Singin' in the Rain is about change, progression within the movie industry and is woven together with large musical numbers and slap-stick comedy. Gene Kelly exhibits a masculine style of dance that incorporates heavy tap and gymnastic schools. This movie stars Gene Kelly, who also directs, Debbie Reynolds, and Donald O'Connor. This movie is themed around deception and genuine feeling, between what is worthwhile and what is easily done away with. 
Actress Lena Lamont is the epitome of the fake, with a beautiful exterior, but can't cut it when the talkies come about, as she proffers a grating voice, and as we come to find out, an awful core. 
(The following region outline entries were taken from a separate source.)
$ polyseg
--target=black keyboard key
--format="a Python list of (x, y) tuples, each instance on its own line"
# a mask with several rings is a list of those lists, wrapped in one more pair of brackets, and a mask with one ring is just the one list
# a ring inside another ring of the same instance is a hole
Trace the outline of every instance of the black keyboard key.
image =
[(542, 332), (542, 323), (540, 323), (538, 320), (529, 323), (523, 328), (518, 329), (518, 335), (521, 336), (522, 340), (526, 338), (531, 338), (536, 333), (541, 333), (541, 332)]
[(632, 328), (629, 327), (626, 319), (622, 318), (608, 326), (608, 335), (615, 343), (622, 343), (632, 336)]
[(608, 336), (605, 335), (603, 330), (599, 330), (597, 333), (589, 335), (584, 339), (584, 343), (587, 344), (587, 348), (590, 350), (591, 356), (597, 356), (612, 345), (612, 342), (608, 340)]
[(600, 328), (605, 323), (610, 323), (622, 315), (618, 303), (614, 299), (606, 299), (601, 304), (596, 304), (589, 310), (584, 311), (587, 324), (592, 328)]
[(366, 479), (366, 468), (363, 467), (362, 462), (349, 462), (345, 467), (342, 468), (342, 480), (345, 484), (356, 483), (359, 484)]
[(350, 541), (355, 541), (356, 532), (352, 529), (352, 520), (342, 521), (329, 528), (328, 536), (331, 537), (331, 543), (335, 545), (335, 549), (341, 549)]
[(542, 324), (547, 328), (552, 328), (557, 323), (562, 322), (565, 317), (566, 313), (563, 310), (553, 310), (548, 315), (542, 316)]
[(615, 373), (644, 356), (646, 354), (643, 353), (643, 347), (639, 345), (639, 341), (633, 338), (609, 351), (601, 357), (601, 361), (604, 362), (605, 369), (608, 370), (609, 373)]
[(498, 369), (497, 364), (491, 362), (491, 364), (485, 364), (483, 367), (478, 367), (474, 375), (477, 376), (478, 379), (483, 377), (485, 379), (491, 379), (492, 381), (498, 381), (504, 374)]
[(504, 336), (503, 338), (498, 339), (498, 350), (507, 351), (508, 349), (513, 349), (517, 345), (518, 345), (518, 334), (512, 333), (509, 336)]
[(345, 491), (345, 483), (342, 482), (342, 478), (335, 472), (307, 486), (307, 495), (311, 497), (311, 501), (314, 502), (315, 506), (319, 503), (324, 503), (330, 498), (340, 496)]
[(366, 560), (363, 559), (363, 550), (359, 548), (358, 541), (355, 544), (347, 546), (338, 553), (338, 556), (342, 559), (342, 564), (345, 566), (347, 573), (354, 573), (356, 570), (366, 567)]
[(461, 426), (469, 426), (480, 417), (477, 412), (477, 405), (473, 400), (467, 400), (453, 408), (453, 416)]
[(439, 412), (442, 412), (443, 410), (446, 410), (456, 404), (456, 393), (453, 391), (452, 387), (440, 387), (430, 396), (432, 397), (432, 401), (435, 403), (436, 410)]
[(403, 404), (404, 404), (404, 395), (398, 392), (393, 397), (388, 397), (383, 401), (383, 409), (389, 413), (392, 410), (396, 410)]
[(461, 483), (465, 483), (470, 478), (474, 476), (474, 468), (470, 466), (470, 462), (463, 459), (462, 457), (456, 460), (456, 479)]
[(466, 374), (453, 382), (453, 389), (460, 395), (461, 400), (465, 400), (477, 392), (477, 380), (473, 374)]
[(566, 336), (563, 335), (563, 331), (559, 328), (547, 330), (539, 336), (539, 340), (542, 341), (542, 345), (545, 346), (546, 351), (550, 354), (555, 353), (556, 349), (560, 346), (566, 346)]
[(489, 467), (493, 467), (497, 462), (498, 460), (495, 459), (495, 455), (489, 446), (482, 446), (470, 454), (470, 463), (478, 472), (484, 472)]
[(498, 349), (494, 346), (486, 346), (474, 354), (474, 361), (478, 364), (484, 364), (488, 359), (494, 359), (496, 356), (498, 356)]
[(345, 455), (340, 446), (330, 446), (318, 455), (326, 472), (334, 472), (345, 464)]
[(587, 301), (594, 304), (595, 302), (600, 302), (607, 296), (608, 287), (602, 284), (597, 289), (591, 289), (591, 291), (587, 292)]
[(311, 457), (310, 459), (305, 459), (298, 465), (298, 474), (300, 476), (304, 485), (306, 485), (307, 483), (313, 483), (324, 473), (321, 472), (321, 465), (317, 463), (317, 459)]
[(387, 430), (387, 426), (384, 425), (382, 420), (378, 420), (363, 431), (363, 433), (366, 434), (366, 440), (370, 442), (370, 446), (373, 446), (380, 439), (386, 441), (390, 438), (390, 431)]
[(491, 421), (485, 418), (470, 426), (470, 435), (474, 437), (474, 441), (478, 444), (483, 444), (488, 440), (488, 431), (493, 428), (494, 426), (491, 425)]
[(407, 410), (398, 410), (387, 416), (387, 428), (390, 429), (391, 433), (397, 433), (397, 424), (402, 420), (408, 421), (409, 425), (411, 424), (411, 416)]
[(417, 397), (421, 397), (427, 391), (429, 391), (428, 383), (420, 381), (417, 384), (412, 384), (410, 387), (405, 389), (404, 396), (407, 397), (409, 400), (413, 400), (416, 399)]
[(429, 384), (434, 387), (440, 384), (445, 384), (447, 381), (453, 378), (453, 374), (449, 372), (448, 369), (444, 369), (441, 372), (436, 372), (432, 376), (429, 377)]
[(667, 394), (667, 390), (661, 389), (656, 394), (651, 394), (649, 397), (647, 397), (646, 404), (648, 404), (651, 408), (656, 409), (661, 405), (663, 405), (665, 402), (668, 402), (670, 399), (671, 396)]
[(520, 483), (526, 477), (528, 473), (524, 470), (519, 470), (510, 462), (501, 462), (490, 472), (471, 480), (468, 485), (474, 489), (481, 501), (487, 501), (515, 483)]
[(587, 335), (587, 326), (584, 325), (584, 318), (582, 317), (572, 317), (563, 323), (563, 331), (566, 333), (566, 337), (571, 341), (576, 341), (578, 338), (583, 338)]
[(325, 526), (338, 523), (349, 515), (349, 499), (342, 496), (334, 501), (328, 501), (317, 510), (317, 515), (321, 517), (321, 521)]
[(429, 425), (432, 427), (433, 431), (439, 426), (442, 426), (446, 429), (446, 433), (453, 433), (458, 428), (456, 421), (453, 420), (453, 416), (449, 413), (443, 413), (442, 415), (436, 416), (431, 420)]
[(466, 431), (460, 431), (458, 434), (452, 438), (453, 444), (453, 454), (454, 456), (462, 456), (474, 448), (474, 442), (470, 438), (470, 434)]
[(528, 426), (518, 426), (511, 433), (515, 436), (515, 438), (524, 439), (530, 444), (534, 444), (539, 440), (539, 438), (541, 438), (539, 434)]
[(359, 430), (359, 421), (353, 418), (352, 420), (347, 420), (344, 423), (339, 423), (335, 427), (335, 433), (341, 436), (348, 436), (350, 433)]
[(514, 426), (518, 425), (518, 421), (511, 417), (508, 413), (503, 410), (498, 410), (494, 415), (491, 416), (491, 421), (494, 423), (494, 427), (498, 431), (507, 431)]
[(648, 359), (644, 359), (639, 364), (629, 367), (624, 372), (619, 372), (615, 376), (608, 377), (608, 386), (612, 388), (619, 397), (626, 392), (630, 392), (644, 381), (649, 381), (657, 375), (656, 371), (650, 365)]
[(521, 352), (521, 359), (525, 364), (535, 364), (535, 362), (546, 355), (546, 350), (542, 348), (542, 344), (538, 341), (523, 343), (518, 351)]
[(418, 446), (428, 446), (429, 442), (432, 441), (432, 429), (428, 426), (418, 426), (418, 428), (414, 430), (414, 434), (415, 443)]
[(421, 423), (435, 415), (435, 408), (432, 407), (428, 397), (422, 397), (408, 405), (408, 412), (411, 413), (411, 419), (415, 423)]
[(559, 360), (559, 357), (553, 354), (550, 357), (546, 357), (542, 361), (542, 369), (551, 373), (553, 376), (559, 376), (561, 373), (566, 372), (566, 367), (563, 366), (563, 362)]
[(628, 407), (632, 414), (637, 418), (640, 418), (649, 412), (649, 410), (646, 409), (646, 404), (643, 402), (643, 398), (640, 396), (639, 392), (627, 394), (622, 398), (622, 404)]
The most interesting scene of the movie to me is the "play within a play"or "musical within a musical" in this case. The most potent scenes for me include Cyd Charisse, the dancer, both onstage and off. She is said to be one of the most amazing ballerinas in the world, and she gives a breathtaking performance alongside Gene Kelly without ever saying a word, which is the opposite side of the spectrum, but still in parallel with Lena's character.

out of the past

Out of the Past stars Kirk Douglass and is an example of the film noir genre. It begins with a mysterious dialogue circling around the question "Where is Bailey?" 
The opening scene focuses on a trench-coat adorned, fedora-sporting, cigarette-smoking, tall dark figure who is coarse if word and deed. 
Tourneur utilizes stereotypical and archetypal casts of characters in order to give foreshadowing to the plot line. George Baliley is a tall dark man, who wears rugged clothing and represents a good-natured man who is overtaken by far more dark and evil characters dressed in luxurious clothes and living in penthouses. The heroine of the movie is the bright, innocent  Meta Carlson is the foil to the dark lady love interest Kathy Moffet, who ends up as the succubus that feeds off all the other characters of the story. 
The symbols and characters are extremely Jungian in nature, as illustrated above. But also fed off some strictly stereotypical characters such as the secretary who sleeps with her boss, and other men, being painted as very promiscuous.
The Narrative is circular in nature as it ends up  on the road as it began in a situation that springs  "out of the past."